A citation index is a bibliographic index recording citations between publications, allowing the user to establish which later documents cite earlier documents. Several citation indexes are already available, some of which are freely accessible but not downloadable (e.g. Google Scholar), while others can be accessed only by paying significant access fees (e.g. Web of Science and Scopus).

OpenCitations, as a scholarly infrastructure organization dedicated to providing free, accessible and downloadable bibliographic metadata and citation links, is building several OpenCitations Indexes using the data available in particular bibliographic databases.

The first of these is COCI, the OpenCitations Index of Crossref open DOI-to-DOI citations, a new RDF dataset of around 450 million citations which is available at

Other similar indexes will be published in the coming months.

These OpenCitations Indexes have the following characteristics in common:

  1. Citations are treated as first-class data entities, with accompanying properties – for a full explanation, see our introductory blog post and following posts;

  2. Each citation is identified by an Open Citation Identifier (OCI), which has a simple structure: the lower-case letters "oci" followed by a colon, followed by two numbers separated by a dash (e.g. oci:1-18). OCIs can be resolved using the OpenCitations OCI Resolution Service.

  3. The citation metadata within each OpenCitations Index are recorded in RDF.

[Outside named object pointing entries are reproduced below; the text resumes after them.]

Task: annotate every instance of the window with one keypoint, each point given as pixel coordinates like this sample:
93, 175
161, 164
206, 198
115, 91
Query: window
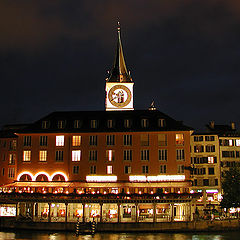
110, 140
205, 182
26, 156
93, 140
198, 138
110, 123
127, 169
43, 140
93, 155
210, 171
209, 138
77, 124
180, 169
162, 154
109, 169
59, 156
12, 158
93, 169
161, 123
179, 139
93, 124
144, 139
76, 141
110, 155
75, 169
180, 154
61, 124
13, 144
145, 155
198, 148
76, 155
163, 169
127, 140
27, 141
145, 169
43, 156
11, 172
162, 140
45, 124
127, 155
60, 141
144, 123
127, 123
210, 160
210, 148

  4. The RDF statements in each of the indexes are organising according to the data model shown in Figure 1.

    The Graffoo diagram of the data model adopted by all the OpenCitations Indexes.

    Figure 1. The Graffoo diagram of the data model adopted by all the OpenCitations Indexes.

    This model is based on the Citation Typing Ontology (CiTO) for describing the data, and the Provenance Ontology (PROV-O) for the provenance information.

  5. All the data in each OpenCitations Index are available for download in the following ways:

    • by querying a SPARQL endpoint;

    • by using a REST API, implemented by means of RAMOSE (the Restful API Manager Over SPARQL Endpoints), where they can be downloaded in JSON and CSV formats;

    • as dumps of the full index on Figshare in CSV and N-Triples formats;

    • using the HTTP URI of the individual citations, where they can be downloaded in different formats (HTML, RDF/XML, Turtle, and JSON-LD) via content negotiation.

  6. Additionally, the content of each OpenCitations Index can be searched and browsed using OSCAR and LUCINDA, the search and browse interfaces developed by OpenCitations.